The chat completions endpoint accepts a list of messages and returns the model’s reply. It is compatible with the OpenAI chat API shape.

Endpoint

POST https://api.llmtune.io/v1/chat/completions

Request body

FieldRequiredTypeDescription
modelYesstringModel ID (e.g. from the models list).
messagesYesarrayArray of { role, content } objects.
temperatureNonumberDefault 0.7.
max_tokensNonumberMax output tokens.
streamNobooleanSet true for streaming.

Message roles

  • system — System instruction (optional).
  • user — User message.
  • assistant — Assistant message (for multi-turn context).

Example request

{
  "model": "meta-llama/Llama-3.3-70B-Instruct",
  "messages": [
    { "role": "system", "content": "You are a helpful assistant." },
    { "role": "user", "content": "Summarize this in one sentence." }
  ],
  "temperature": 0.7,
  "max_tokens": 400
}

Example: cURL

curl https://api.llmtune.io/v1/chat/completions \
  -H "Authorization: Bearer sk_live_YOUR_KEY" \
  -H "Content-Type: application/json" \
  -d '{
    "model": "meta-llama/Llama-3.3-70B-Instruct",
    "messages": [
      { "role": "user", "content": "What is the capital of France?" }
    ],
    "temperature": 0.5,
    "max_tokens": 200
  }'

Example response (non-streaming)

Responses follow an OpenAI-style structure, for example:
{
  "id": "chatcmpl-...",
  "object": "chat.completion",
  "model": "meta-llama/Llama-3.3-70B-Instruct",
  "choices": [
    {
      "index": 0,
      "message": {
        "role": "assistant",
        "content": "The capital of France is Paris."
      },
      "finish_reason": "stop"
    }
  ],
  "usage": {
    "prompt_tokens": 12,
    "completion_tokens": 8,
    "total_tokens": 20
  }
}
Use choices[0].message.content for the assistant text. Token usage is in usage; this is what is metered and deducted from your balance.

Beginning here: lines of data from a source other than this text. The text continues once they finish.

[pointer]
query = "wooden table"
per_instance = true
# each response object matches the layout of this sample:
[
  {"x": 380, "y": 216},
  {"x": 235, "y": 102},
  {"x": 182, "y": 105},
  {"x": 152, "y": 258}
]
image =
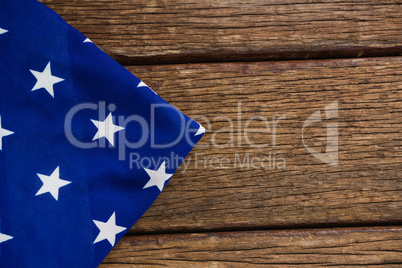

Standard completion (single prompt)

For a single prompt without chat history, use the model inference endpoint:
POST https://api.llmtune.io/v1/models/{modelId}/inference
Body:
{
  "prompt": "Your prompt here.",
  "temperature": 0.6,
  "maxTokens": 256
}
Response typically includes text, tokens, model, and optionally latency.